Domain 3 – Privacy and Security in Healthcare Flashcards
Official (ISC)2 Guide to the HCISPP CBK
The pillars of information security consist of :
A. Confidentiality, Integrity, and Availability.
B. Privacy, Integrity, and Availability.
C. Confidentiality, Privacy, and Availability.
D. Confidentiality, Integrity, and Privacy.
A. Confidentiality, Integrity, and Availability.
A patient wants to ensure the email they received from their primary care specialist is actually from the person they expect and not an impostor.

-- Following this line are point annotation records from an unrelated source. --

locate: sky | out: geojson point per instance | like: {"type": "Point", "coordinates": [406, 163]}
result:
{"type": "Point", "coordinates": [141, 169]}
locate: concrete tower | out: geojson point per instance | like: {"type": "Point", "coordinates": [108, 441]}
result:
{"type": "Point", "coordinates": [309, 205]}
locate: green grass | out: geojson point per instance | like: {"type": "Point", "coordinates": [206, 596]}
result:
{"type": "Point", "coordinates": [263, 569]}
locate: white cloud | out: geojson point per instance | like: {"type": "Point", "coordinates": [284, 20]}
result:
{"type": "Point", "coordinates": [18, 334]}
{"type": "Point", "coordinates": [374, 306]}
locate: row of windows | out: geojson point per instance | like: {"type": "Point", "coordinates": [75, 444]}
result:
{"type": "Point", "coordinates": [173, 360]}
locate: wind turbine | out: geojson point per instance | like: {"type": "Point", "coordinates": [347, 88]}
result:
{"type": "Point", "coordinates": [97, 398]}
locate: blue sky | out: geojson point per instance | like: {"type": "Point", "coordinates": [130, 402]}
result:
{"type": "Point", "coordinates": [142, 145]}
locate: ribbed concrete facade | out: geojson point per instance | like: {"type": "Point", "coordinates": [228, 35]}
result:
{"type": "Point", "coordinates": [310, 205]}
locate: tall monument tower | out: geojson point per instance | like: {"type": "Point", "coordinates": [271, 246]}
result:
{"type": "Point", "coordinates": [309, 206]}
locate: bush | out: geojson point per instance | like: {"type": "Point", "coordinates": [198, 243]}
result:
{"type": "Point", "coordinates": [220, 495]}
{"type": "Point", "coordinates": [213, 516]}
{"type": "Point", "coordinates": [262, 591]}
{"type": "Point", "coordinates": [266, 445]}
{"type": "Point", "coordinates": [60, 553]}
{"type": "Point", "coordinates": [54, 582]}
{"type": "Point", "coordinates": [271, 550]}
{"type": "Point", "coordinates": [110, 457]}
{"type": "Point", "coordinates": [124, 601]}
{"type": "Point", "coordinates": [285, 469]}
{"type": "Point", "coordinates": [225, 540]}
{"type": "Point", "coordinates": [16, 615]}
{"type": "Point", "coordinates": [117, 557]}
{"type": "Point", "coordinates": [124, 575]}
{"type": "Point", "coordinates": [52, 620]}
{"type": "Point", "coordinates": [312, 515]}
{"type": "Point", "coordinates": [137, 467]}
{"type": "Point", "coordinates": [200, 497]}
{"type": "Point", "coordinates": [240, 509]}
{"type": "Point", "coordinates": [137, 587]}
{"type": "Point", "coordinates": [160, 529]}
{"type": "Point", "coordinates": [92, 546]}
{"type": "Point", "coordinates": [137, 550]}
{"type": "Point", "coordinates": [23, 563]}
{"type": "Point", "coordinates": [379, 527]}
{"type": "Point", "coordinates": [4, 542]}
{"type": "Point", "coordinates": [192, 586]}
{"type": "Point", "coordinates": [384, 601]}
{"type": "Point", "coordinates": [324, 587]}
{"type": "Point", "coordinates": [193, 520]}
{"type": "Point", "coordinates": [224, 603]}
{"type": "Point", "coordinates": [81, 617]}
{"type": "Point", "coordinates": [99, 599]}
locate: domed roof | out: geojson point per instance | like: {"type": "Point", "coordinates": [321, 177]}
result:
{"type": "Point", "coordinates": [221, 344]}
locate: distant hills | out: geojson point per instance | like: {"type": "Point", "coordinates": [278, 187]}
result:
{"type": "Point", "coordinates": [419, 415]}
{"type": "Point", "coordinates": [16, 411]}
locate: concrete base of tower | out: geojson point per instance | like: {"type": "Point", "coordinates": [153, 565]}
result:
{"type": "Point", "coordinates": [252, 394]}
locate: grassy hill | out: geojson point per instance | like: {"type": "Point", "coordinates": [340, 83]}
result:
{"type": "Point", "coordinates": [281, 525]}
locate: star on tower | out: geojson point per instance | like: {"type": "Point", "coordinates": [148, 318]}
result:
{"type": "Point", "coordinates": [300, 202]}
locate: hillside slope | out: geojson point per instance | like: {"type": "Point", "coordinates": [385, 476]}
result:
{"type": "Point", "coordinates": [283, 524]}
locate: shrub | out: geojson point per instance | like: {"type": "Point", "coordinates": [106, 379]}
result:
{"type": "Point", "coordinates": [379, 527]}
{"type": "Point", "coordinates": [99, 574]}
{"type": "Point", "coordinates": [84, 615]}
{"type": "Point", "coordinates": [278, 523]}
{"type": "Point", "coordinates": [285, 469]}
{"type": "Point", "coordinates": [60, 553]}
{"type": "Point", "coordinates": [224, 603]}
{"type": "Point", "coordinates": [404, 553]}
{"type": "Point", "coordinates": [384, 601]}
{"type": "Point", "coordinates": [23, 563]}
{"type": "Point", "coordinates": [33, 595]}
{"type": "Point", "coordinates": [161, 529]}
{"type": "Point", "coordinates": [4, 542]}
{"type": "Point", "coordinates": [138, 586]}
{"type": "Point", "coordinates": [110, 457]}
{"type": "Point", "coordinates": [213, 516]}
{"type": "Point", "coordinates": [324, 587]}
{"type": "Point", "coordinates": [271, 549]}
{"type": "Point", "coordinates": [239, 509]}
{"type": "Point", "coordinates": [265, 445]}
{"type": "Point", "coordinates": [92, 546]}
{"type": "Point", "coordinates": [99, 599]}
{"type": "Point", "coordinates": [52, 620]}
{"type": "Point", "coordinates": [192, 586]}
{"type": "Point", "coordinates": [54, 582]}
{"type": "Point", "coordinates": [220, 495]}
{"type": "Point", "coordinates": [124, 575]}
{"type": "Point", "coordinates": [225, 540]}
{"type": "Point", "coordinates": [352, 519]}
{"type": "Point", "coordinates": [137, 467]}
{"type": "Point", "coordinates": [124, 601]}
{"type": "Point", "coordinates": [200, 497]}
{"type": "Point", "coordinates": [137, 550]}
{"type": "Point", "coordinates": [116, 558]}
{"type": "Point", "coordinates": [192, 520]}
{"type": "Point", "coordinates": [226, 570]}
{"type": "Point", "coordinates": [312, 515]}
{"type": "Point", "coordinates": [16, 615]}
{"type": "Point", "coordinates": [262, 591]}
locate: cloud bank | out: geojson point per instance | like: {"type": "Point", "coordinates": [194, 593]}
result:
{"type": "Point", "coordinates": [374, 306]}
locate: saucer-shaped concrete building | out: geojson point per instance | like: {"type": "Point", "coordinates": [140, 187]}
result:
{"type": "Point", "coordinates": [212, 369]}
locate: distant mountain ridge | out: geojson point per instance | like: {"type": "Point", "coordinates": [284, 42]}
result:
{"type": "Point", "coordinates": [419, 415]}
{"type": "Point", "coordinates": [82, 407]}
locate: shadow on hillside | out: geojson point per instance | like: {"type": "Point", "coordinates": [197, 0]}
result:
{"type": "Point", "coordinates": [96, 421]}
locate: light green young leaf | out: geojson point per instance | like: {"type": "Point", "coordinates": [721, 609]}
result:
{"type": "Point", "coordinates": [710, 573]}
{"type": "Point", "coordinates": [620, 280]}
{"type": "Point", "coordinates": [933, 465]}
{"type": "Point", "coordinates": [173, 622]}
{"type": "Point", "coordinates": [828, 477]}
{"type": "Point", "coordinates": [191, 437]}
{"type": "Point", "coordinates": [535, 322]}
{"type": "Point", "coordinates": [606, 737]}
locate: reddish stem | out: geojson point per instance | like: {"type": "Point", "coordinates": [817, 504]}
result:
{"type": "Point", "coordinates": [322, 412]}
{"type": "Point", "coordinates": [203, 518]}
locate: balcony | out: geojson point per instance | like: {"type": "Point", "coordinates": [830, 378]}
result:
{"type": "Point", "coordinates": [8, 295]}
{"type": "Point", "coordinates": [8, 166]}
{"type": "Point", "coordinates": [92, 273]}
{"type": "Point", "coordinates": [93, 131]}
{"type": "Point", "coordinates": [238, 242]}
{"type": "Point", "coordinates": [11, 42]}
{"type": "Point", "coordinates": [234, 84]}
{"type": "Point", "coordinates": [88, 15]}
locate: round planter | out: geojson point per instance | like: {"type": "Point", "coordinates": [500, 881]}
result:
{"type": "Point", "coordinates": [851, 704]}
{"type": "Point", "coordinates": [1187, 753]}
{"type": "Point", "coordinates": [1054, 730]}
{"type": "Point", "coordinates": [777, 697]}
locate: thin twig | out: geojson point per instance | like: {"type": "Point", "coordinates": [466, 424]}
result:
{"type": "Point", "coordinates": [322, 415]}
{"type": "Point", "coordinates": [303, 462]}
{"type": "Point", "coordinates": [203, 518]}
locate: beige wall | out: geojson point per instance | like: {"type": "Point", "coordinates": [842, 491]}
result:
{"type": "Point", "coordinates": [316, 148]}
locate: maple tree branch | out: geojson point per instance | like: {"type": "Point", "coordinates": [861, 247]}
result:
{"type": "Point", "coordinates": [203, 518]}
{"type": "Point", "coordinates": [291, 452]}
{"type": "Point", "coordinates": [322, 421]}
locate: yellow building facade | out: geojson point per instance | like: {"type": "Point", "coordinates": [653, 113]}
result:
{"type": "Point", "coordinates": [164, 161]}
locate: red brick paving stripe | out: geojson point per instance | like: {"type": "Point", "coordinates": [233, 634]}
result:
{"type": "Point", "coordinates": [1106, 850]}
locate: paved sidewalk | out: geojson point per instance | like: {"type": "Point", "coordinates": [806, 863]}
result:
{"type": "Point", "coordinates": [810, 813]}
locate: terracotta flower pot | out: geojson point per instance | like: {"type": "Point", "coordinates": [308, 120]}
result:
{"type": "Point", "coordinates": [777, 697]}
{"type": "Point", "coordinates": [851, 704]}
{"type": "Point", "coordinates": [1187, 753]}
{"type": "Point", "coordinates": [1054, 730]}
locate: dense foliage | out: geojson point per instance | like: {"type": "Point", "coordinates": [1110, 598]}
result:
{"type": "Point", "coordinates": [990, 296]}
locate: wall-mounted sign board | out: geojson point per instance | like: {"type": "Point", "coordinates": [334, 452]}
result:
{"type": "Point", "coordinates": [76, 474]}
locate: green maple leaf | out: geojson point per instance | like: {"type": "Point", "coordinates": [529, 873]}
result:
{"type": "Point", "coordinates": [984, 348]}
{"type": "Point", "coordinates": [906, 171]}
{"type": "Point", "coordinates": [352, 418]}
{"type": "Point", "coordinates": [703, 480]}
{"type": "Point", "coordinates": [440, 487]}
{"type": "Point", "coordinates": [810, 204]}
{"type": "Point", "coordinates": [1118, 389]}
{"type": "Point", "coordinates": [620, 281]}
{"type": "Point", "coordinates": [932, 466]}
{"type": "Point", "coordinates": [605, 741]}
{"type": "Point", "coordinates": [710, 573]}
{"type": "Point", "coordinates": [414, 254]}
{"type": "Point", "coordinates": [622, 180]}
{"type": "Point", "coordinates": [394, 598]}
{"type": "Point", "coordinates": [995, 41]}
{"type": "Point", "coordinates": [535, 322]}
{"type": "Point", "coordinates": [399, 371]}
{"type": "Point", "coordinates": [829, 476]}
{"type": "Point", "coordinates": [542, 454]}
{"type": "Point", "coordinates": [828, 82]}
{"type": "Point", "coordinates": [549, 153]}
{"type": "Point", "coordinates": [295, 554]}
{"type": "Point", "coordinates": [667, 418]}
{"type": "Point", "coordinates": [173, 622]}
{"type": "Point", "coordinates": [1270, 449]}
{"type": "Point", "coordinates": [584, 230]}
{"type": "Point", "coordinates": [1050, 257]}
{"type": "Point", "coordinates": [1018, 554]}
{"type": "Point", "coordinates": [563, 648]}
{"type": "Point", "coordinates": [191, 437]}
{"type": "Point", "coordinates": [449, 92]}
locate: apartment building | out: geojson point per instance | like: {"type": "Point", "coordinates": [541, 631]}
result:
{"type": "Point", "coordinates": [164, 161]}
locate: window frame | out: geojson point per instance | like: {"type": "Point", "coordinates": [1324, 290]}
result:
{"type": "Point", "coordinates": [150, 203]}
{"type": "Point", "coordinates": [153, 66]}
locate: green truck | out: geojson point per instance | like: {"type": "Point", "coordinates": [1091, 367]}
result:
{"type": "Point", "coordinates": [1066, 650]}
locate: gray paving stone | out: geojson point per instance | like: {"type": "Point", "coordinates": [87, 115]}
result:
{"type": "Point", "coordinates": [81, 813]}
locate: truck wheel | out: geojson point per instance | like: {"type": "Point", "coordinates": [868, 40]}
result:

Which concept will BEST ensure the sender of the email is actually the primary care specialist?
A. Availability
B. Confidentiality
C. Digital Signatures
D. Hashing
C. Digital Signatures
During the subject’s purported identity is validated by one or more credentials from the three main categories of factors: something the subject knows (password or passphrase), something the subject has (smartcard, token, or certificate), or something the subject is (a biometric such as a fingerprint or retina scan).
A. Identification
B. Accountability
C. Access Control
D. Authentication
D. Authentication
HIPAA provides safe harbor against a breach if .
A. The data was collected more than five years ago.
B. The data was breached by a third party doing work on behalf of the original provider.
C. The organization didn’t understand information security and privacy.
D. The information was properly encrypted.
D. The information was properly encrypted.
Public Key Infrastructure or PKI is a form of .
A. Asymmetric encryption.
B. Symmetric encryption.
C. Hashing functions.
D. Digital signatures.
A. Asymmetric encryption.
Complete the following with the BEST answer: Sharing of login credentials
A. Should be encouraged because it greatly reduced administrative burdens.
B. Should be used only for workstations where the users know and trust each other very well.
C. Should be discouraged but tolerated as employee moral must be preserved.
D. Should be discouraged because non-repudiation will be violated.
D. Should be discouraged because non-repudiation will be violated.
______________are the points at which assets are susceptible to an exploit or attack and are often attributed to unintended design flaws in the implementation of a hardware device, software application, or a system.
A. Threats
B. Vulnerabilities
C. Likelihoods
D. Risks
B. Vulnerabilities
Separation of duties is BEST used in situations where:
A. There must be a high level of certainty about who performed an action.
B. Systems must be available for several days no matter the circumstances.
C. An individual must not have access to modify a record without permission.
D. A process requires checks and balances that force collusion.
D. A process requires checks and balances that force collusion.
An organization works mostly with older patients and wants to perform research on their patient population. The organization is subject to HIPAA, and an HCISPP has informed them they will need to remove all date information for patients older than 89 years of age. What is the BEST reason the organization must do this?
A. HIPAA provided an arbitrary age to limit the population of studies.
B. After the age of 89, there are considerably fewer people alive to match information to, and therefore an attacker can easily guess the individual.
C. The organization believes the HCISPP is an “expert” and therefore is relying on them for an expert determination.
D. Research on patients over 89 years of age is covered by legislation other than HIPAA.
B. After the age of 89, there are considerably fewer people alive to match information to, and therefore an attacker can easily guess the individual.
Least privilege is a form of .
A. Minimum necessary.
B. Non-repudiation.
C. Rotation of duties.
D. Mandatory vacations.
A. Minimum necessary.
All of the following are basic components of a security policy EXCEPT the
A. Definition of the issue and statement of relevant terms.
B. Statement of roles and responsibilities
C. Statement of applicability and compliance requirements.
D. Statement of performance of characteristics and requirements.
D. Statement of performance of characteristics and requirements.
Which one of the following is an important characteristic of an information security policy?
A. Identifies major functional areas of information.
B. Quantifies the effect of the loss of the information.
C. Requires the identification of information owners.
D. Lists applications that support the business function.
A. Identifies major functional areas of information.
Which of the following would be the first step in establishing an information security program?
A.) Adoption of a corporate information security policy statement
B.) Development and implementation of an information security standards manual
C.) Development of a security awareness-training program
D.) Purchase of security access control software
A.) Adoption of a corporate information security policy statement
What is the function of a corporate information security policy?
A. Issue corporate standard to be used when addressing specific security problems.
B. Issue guidelines in selecting equipment, configuration, design, and secure operations.
C. Define the specific assets to be protected and identify the specific tasks which must be completed to secure them.
D. Define the main security objectives which must be achieved and the security framework to meet business objectives.
D. Define the main security objectives which must be achieved and the security framework to meet business objectives.
Why must senior management endorse a security policy?
A. So that they will accept ownership for security within the organization.
B. So that employees will follow the policy directives.
C. So that external bodies will recognize the organizations commitment to security.
D. So that they can be held legally accountable.
A. So that they will accept ownership for security within the organization.